妊卿卿不由得哽咽,没想到,她的一次仁慈,微不足道的施舍,竟然换来了终身的忠犬。
她还记得,春日宴那次,若不是春葭为她顶罪而死,只怕她,也活不到与祁北辰成婚的那日。
“好啦!不许再哭了。”妊卿卿温柔的擦拭着春葭眼角还挂着的泪水,将手里的伤药递给她。
“方才你也说了,你的命是本郡主的,那以后,没有本郡主的命令,你不许拿自己的性命开玩笑,不许为任何人任何事受伤,也不许为了本郡主丢了命,知道吗?”
春葭傻乎乎的想了想,觉得妊卿卿说的对,又觉得哪里不对,说道:“奴婢愿意为郡主而死。”
妊卿卿闻言!迅速捂住春葭的嘴巴!向她做了一个“封嘴”的动作。
嗔怪道:“不许胡说,今后,在本郡主面前,不许说死啊死的,晦气!可知?”
“嗯嗯嗯!”春葭被妊卿卿的一只粉嫩修长的小手捂着嘴巴不能说话,便只得疯狂点头。
妊卿卿满意一笑,这才放心的长舒了一口气!松开了紧紧捂住春葭小嘴的纤纤玉手。
她若记得没错,再过五日,便是春日宴了,春日宴的一切都进行的很顺利,包括……!
遭了!不好!
我怎么会忘了这一茬呢!
妊卿卿拍了拍自己的榆木脑袋。
这下可怎么办?此刻制止,恐怕已经来不及了。
“郡主?您怎么了?可是有哪里不舒服?”春葭瞧着妊卿卿的神色变化,愁眉不展,还使劲拍打着自己的脑袋,怕不是伤口感染引起了风寒而导致了头疼。
妊卿卿闻言!忽的回过神来,忙屏气凝神敛去焦灼之色,故作镇定自若道:“无事,只是想起一事,非常棘手,故而有些烦躁。”
“那奴婢这就去给您煮一碗安神汤来,再吃了药睡一觉也就舒缓许多了!”
“好。”妊卿卿笑了笑,瞧着春葭退避后,才忍痛爬下床,艰难的踱步去了窗口,悄悄打开了一条窗缝,仔细打量着院里的动静。
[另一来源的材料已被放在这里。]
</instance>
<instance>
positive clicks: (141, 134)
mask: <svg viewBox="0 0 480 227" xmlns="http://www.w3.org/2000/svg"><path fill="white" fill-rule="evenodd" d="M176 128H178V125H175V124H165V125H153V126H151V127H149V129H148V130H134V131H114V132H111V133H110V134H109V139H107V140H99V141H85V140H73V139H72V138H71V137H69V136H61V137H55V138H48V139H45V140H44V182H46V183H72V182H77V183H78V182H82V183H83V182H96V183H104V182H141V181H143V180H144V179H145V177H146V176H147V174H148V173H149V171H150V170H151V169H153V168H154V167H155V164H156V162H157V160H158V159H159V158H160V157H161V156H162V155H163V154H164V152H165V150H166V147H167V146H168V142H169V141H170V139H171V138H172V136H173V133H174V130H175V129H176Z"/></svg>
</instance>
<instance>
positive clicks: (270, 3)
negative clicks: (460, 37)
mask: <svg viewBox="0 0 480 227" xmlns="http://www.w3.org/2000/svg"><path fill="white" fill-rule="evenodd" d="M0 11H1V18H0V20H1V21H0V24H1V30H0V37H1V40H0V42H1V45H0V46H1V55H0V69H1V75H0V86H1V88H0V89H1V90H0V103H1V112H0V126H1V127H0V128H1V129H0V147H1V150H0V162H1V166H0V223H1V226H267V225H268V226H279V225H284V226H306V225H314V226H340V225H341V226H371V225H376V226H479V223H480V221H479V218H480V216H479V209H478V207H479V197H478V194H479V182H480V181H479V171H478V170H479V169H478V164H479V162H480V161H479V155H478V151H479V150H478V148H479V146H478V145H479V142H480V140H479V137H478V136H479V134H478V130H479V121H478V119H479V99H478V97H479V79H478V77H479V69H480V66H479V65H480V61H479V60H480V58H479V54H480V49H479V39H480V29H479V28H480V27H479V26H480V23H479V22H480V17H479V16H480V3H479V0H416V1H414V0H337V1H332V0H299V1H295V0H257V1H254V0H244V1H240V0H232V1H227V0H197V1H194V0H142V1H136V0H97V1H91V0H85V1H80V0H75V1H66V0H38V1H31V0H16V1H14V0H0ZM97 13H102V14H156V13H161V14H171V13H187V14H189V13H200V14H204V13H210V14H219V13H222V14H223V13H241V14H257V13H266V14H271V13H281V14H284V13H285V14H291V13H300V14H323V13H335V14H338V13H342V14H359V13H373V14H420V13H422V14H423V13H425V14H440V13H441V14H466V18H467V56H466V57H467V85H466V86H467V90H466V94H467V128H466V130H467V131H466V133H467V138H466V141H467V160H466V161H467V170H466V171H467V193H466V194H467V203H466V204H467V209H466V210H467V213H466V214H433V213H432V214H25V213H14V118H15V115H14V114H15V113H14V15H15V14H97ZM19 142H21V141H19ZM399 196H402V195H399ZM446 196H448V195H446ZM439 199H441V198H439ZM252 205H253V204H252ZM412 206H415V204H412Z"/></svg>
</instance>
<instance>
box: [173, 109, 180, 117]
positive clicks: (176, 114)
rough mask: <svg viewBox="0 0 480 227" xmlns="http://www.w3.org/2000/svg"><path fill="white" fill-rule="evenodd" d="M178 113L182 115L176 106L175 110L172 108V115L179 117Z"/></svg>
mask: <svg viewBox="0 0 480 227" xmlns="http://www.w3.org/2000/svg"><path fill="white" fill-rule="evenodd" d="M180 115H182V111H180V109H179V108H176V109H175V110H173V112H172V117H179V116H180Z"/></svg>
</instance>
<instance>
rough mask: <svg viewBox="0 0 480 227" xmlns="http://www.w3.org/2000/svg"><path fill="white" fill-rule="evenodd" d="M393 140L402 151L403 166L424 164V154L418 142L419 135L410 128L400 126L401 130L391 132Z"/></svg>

果不其然!院子里有几个洒扫的丫头一步三回头的往她卧房方向瞟,瞧着样子,鬼鬼祟祟,不安好心!
妊卿卿无奈一叹!
畹晚说的对,得早些解决了庄太妃的眼线才好!
正在妊卿卿想的入神时,耳畔便突然传来一声带着怒气与无奈的呼唤:“妊卿卿~!你死哪去了?倒是出来救……。”
当她回过神来,仔细聆听时,那抹声音又忽然消失了。
咦!奇怪!难道是我出现幻听了?
但方才,肖楼畹晚的呼唤声明明那么真实。
国相府东侧大门围墙外。
只听“duang”的一声!
“啊~!哎呀!嘶~!疼!疼!”
“啊~!嘶~!我的屁……呃!臀部,好疼啊!”肖楼畹晚轻轻揉了揉生疼的屁股,柳眉微蹙。
当她反应过来时,才发现自己又被丢了出去。
肖楼畹晚被气的抓狂,她指着围墙上居高临下又得意洋洋的暗卫,喝骂道:“本姑娘乃你家郡主闺友,你们竟敢如此对待娇客,若郡主知晓,定会扒了你们的皮。”
呵!这小妮子还挺凶,有毅力有魄力!
暗卫不由得冷嗤道:“肖楼三姑娘,这世上,哪有娇客偷偷摸摸翻墙会主家的道理!你说,可是?”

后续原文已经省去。